June 9, 2011

Coffee Mug #1: Jerry Storey



Most of us have a collection of coffee mugs. Mine are hanging on a board, decorating the top of my kitchen-porch windows like a valence. I maintain the collection at a number that my hooks allow—twenty-two. If I purchase or receive a new mug, I must remove another. Thus, only the most meaningful mugs have the privilege of claiming a hook. Each has a special story to relate, which will be titled Coffee Mug #…

     One mug from which I sip my morning coffee, while reading the Greensburg Tribune-Review and taking my heart meds, takes me back a few years—especially the last years that I wrote for the Fay-West section of that newspaper, up to July 2003. Jerry Storey was my third editor at the  newspaper, following in the footsteps of Paul Heyworth and Ed Cope. He himself walked in the footsteps of his father, a well-known journalist in the community. He was an honest and kind man.

     I recall that when I started freelancing he did photography—and perhaps an occasional news story—for the paper. He occasionally edited my work while I sat next to the desk. But I didn’t get to know him until he became editor of the weekly section. Then I sat with him almost weekly as he critiqued my work, tweeking it to improve it.

     If Jerry found a problem or correction in my work he would apologize for making necessary changes. Sometimes he would say he wanted to change a word because he just didn’t like it, not necessarily because there was a better word. I would look at him and say change it, just as long as I receive a check for my work.

     The staff could always identify Jerry’s coffee mug. It was the heavily brown-stained cup sitting on the corner of his desk while he worked. It was never scrubbed.

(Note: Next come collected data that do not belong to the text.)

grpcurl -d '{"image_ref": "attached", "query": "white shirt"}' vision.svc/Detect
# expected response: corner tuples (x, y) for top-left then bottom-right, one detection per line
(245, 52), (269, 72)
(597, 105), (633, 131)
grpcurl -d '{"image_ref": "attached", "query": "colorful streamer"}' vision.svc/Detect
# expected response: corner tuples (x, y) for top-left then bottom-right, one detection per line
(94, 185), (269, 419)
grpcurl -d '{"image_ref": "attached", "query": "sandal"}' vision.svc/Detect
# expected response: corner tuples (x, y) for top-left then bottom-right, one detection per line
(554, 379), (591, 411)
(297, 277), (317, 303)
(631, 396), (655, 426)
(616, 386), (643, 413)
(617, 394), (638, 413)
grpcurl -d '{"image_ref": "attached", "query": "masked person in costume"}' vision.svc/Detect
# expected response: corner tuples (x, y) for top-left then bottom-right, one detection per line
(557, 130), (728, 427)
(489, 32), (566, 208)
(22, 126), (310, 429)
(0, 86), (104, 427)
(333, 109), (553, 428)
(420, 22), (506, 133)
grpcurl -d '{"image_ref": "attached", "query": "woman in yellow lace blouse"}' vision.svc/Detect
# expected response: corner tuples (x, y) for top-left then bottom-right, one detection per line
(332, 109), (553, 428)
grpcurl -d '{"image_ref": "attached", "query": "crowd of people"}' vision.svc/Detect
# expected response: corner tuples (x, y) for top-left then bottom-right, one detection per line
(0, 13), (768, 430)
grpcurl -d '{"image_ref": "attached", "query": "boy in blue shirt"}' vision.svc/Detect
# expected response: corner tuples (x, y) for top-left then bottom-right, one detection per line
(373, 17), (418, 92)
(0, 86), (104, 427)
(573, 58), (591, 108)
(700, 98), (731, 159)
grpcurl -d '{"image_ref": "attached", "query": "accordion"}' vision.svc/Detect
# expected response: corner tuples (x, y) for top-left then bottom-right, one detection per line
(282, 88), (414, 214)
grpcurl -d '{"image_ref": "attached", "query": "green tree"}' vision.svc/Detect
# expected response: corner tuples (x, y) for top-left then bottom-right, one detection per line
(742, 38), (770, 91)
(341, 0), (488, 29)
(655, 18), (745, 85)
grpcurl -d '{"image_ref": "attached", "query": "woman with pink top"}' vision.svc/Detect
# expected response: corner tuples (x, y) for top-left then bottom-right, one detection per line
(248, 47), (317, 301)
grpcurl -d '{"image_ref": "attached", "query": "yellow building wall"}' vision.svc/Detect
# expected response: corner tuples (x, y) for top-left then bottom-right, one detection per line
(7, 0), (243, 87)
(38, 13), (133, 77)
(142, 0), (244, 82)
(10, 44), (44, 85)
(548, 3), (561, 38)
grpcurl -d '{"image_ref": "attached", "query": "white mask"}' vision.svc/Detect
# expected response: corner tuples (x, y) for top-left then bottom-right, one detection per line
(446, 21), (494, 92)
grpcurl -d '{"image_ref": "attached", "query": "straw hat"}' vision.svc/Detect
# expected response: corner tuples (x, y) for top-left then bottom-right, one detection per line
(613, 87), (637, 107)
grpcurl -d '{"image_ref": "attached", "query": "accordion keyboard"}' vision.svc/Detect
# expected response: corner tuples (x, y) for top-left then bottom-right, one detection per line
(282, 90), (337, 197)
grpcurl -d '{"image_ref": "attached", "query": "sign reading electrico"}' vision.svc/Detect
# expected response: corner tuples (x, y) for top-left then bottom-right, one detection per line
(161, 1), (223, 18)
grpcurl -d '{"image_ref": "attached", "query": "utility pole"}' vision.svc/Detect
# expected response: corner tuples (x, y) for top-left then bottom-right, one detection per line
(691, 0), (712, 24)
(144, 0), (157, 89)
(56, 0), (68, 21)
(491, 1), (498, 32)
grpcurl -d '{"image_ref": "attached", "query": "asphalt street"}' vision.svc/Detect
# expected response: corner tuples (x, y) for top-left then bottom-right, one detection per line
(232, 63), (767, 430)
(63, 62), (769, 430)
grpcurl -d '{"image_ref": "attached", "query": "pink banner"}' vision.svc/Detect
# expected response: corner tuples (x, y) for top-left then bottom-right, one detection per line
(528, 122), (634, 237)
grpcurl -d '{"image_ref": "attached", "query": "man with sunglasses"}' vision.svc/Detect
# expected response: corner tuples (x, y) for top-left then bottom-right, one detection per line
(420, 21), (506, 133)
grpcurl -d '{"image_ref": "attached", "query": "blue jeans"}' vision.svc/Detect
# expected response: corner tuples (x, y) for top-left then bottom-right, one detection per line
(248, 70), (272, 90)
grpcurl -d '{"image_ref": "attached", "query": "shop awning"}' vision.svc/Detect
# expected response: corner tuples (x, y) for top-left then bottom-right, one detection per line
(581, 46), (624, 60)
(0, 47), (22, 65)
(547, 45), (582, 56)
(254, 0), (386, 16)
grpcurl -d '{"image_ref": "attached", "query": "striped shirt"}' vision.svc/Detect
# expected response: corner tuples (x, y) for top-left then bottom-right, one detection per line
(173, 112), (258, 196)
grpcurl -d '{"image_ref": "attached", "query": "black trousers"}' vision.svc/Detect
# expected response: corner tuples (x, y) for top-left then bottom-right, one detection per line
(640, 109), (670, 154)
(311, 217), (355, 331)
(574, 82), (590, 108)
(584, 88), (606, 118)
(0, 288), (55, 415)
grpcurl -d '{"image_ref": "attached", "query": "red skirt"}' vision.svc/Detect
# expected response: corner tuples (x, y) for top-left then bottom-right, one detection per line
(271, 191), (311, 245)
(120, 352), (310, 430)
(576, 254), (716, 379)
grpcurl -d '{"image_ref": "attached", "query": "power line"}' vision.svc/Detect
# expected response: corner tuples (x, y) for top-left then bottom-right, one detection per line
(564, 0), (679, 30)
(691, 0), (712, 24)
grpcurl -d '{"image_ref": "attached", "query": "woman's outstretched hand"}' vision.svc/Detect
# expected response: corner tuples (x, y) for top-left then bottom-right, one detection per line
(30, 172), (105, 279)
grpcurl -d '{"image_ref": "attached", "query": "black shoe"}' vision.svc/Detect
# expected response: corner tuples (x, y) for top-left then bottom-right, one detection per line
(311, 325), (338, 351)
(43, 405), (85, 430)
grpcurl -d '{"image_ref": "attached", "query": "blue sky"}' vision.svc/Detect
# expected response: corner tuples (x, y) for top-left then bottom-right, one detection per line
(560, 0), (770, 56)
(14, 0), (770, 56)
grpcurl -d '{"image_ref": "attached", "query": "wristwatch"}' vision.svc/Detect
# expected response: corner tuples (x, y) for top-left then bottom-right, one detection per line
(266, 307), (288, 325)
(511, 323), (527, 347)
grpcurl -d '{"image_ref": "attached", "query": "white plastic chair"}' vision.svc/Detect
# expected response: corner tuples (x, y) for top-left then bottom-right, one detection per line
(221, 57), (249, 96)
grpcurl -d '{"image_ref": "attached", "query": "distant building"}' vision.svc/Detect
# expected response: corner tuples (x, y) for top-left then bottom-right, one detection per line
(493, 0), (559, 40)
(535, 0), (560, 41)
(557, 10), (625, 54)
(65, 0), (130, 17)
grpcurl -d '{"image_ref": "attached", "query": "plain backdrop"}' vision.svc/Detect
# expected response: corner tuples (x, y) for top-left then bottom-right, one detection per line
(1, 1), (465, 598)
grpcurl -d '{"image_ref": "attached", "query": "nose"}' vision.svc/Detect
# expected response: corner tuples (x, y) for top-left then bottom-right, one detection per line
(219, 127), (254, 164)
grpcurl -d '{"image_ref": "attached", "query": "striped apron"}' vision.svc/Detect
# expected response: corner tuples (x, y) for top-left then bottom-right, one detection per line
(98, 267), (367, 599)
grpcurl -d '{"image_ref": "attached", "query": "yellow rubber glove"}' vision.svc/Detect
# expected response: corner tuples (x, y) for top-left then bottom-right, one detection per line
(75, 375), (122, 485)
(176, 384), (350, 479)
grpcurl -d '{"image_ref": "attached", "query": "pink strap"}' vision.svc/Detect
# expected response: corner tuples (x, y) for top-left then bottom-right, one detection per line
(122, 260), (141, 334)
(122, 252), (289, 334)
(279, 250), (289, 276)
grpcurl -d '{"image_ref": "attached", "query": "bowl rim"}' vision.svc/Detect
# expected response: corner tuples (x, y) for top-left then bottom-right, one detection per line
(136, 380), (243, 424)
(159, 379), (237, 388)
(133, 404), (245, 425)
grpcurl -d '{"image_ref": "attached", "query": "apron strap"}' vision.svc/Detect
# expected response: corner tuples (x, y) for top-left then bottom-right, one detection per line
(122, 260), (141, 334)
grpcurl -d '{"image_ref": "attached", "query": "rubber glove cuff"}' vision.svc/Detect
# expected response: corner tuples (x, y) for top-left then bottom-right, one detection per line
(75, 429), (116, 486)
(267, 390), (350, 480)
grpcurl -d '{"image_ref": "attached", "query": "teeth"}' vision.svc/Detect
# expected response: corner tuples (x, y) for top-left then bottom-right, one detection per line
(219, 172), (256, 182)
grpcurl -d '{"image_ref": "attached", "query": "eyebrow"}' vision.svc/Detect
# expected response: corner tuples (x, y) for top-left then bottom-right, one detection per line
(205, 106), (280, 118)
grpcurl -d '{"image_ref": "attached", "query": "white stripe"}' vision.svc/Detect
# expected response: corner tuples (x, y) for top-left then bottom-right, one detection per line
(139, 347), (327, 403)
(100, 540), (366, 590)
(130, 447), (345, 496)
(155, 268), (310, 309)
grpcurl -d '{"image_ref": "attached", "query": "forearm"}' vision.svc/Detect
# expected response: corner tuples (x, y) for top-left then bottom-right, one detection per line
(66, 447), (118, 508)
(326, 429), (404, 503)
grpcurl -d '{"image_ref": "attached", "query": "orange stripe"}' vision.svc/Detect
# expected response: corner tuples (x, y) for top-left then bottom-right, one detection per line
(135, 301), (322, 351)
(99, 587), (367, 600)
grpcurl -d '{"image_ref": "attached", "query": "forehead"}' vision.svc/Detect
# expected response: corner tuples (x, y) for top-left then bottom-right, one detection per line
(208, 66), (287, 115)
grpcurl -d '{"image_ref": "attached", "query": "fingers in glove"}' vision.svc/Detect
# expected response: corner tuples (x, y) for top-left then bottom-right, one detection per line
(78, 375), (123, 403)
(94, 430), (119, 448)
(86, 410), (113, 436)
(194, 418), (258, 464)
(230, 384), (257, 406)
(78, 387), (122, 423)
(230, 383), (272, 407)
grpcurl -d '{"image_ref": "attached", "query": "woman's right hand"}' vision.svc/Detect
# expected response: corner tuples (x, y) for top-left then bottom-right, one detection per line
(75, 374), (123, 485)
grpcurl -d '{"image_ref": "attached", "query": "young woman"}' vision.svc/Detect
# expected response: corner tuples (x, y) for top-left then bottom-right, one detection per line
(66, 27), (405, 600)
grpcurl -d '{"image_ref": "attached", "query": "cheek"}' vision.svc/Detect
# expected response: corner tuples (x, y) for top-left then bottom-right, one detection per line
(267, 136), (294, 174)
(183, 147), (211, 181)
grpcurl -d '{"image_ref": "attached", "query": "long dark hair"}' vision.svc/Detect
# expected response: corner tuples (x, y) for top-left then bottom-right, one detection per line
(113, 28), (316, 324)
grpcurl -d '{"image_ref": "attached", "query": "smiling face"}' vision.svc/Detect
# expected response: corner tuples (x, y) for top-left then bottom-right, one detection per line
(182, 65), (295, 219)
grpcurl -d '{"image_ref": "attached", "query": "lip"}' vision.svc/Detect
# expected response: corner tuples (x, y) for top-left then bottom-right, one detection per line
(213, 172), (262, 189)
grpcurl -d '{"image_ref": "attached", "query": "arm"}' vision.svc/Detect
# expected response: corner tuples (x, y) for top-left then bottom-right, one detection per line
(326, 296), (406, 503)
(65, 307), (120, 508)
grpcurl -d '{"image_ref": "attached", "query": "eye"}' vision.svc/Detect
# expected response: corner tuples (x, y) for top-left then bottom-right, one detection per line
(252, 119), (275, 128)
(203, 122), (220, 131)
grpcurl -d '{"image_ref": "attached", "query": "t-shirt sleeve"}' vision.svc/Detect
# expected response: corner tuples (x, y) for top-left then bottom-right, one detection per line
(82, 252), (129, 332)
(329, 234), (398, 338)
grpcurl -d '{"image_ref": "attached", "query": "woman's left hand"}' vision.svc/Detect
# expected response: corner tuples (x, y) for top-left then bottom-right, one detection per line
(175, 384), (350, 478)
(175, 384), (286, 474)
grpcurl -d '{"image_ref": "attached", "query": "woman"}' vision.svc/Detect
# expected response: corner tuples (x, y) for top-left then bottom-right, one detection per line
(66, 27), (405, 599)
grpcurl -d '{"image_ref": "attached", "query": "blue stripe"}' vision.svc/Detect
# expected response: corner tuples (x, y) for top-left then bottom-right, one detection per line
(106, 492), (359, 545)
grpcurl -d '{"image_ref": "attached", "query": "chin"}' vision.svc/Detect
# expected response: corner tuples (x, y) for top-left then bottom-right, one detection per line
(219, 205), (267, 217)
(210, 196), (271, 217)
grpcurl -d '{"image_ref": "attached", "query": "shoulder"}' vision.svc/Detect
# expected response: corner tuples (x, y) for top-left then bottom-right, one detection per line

     Occasionally I teased him about the mug, telling him I was going to “lift” it. I told him that as a lowly freelancer, I didn’t get to go to functions where these mugs were distributed, and I wanted one, I felt I deserved one.

     I whined to him throughout one editing session. I whined so much that he finally caved, presenting me with the stained mug. I showed my treasure to the office girls, and we all concluded the stains couldn’t be removed. We were wrong. The mug I use today is clean and shiny inside, with no evidence of its previous state.

     At the time Jerry became editor, my husband Monte and I were preparing to leave the community. Monte was retiring and we were moving an hour’s drive away, to the community where my daughter lived. I began traveling to that community regularly to watch my granddaughter while my daughter and my former son-in-law worked. I enjoyed transitioning into the new community, but found I couldn’t maintain my writing schedule, so I cut back on the number of articles I produced.

     When Monte retired in 2003 he and I took a three-month trip to New England. It wasn’t until I returned that I learned Jerry had passed away, in August, while I was gone.

     Jerry had suffered health problems, but wouldn’t cut down on his work. He had very few writers helping him with his section (when I started working on the section, there were three times the workers). He couldn’t do less work and still hold his job. I’d heard that he needed the job for the benefits, and so was locked into it.

     I value the mug and its memories, and Jerry’s input on my writing career. I’ve considered allowing my coffee to stain the mug in his honor, but have never done so. I like it clean and shiny.